First . . . is the question whether Congress has directly spoken to the precise question at issue. If the intent of Congress is clear, that is the end of the matter; for the court, as well as the agency, must give effect to the unambiguously expressed intent of Congress. If, however, the court determines Congress has not directly addressed the precise question at issue, the court does not simply impose its own construction on the statute . . . . the question for the court is whether the agency's answer is based on a permissible construction of the statute.

 Id. at 842-843. The precise question in this case is whether § 1395ww(d)(5)(A)(iv) requires the Secretary to make retroactive adjustments to outlier payments when the total outlier payments for a fiscal year turn out to be less than five percent (or more than six percent) of the total payments estimated to be made for that year.

 The starting point in statutory interpretation is the language of the statute itself.

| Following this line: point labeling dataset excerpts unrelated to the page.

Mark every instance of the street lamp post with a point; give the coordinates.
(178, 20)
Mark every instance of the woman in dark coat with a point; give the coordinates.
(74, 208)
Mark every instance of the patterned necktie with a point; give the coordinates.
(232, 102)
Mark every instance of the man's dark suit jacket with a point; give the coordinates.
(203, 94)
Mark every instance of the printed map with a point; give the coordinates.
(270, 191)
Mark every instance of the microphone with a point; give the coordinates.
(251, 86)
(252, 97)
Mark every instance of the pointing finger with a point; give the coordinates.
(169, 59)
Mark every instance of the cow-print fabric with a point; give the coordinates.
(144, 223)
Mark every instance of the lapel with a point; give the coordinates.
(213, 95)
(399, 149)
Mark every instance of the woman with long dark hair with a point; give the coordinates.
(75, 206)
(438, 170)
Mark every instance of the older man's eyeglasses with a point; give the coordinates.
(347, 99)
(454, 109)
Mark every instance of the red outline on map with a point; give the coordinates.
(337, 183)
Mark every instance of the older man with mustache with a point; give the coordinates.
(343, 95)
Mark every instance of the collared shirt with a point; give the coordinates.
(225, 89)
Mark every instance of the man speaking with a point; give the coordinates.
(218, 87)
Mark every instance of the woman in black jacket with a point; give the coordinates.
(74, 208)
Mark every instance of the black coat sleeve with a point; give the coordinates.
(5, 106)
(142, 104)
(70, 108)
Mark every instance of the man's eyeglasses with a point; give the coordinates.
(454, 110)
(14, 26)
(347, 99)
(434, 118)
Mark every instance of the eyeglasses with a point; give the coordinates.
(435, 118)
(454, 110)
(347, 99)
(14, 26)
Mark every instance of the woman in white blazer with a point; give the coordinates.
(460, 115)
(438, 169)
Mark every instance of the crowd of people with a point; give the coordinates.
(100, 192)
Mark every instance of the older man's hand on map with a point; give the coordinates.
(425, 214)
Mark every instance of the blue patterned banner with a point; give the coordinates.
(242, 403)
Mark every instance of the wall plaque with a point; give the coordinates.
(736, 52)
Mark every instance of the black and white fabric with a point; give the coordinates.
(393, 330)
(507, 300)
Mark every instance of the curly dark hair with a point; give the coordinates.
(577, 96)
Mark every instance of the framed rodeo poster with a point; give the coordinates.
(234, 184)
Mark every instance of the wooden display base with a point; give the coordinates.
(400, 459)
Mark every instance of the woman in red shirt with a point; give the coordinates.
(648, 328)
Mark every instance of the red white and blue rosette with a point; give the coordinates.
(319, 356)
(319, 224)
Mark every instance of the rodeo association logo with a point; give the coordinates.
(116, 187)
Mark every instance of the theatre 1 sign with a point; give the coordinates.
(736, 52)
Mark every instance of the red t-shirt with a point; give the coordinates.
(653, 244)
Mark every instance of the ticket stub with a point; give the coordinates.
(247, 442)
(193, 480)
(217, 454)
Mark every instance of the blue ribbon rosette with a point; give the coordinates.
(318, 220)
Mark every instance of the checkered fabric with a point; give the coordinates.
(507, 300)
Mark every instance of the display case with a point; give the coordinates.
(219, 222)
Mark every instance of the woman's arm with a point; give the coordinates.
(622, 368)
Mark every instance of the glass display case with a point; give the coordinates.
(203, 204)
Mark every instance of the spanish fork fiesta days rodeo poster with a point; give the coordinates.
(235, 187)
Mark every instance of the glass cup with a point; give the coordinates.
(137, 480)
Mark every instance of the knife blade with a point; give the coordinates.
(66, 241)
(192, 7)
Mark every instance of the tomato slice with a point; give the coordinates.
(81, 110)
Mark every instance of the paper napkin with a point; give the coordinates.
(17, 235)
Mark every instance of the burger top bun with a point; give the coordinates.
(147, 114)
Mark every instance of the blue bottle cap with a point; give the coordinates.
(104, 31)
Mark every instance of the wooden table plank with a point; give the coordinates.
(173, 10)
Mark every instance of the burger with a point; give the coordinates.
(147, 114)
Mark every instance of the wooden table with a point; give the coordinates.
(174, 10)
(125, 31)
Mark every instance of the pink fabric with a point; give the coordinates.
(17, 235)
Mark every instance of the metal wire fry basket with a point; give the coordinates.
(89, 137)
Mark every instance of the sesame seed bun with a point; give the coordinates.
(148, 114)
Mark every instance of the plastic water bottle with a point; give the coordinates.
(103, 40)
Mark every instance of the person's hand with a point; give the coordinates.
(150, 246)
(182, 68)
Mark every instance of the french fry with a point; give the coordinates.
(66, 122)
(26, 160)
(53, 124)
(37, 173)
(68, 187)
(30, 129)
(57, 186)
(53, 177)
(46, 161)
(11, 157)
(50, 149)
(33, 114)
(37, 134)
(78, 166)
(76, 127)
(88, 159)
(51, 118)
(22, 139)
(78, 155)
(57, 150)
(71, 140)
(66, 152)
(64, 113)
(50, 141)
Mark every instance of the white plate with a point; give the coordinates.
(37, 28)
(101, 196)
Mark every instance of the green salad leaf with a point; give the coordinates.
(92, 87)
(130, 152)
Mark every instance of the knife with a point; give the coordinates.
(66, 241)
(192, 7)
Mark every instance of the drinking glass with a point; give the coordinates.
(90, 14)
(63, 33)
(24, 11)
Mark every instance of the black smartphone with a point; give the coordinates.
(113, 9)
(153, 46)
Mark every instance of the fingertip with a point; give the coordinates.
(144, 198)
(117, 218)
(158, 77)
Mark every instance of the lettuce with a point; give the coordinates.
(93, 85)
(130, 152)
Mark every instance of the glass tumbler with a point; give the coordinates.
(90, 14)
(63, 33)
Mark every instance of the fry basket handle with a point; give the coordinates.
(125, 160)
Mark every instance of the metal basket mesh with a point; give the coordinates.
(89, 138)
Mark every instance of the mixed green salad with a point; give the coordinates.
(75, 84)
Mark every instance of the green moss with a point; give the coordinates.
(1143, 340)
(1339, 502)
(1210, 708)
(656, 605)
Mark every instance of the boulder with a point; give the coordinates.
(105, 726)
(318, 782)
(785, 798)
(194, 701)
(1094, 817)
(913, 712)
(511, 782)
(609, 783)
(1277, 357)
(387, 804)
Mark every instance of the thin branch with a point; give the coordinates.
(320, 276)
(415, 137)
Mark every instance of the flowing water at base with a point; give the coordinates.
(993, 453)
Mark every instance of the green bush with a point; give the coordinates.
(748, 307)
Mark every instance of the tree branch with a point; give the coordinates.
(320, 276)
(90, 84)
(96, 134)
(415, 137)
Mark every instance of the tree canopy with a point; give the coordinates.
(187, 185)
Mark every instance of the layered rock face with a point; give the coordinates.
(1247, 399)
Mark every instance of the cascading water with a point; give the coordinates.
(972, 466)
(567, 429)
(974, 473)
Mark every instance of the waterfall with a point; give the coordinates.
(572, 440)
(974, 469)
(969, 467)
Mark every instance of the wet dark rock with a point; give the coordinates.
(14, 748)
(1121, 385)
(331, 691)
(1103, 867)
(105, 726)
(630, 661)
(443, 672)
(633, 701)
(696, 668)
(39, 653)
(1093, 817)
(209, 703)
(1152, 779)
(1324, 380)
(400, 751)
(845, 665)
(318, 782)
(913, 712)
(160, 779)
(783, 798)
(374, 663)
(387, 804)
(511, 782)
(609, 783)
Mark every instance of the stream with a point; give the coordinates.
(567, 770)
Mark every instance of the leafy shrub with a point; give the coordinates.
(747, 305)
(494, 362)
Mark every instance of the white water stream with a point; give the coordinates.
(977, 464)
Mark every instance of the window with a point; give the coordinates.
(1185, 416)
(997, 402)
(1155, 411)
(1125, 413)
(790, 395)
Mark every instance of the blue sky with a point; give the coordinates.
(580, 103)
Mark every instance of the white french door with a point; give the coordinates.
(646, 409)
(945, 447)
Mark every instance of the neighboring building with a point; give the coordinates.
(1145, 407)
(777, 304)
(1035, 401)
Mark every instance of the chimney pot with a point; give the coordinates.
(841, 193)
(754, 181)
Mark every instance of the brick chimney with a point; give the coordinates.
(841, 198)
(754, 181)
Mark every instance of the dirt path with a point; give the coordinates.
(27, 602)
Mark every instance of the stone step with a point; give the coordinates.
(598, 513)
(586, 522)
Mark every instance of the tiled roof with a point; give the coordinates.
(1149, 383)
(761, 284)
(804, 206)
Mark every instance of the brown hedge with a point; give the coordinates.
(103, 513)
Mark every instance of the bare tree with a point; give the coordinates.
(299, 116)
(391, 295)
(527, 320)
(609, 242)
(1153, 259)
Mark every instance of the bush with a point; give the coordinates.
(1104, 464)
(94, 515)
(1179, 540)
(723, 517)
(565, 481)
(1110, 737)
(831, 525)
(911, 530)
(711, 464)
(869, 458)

Estate of Cowart v. Nicklos Drilling Co., 505 U.S. 469, 475, 120 L. Ed. 2d 379, 112 S. Ct. 2589 (1992); Ardestani v. I.N.S., 502 U.S. 129, 135, 116 L. Ed. 2d 496, 112 S. Ct. 515 (1991). The plain language of a statute must be read together with its surrounding sections, since "the meaning of statutory language, plain or not, depends on context." Conroy v. Aniskoff, 507 U.S. 511, 515, 123 L. Ed. 2d 229, 113 S. Ct. 1562 (1993); see also Davis v. Michigan Dep't of Treas., 489 U.S. 803, 809, 103 L. Ed. 2d 891, 109 S. Ct. 1500 (1989) ("Words of a statute must be read in their context and with a view to their place in the overall statutory scheme.").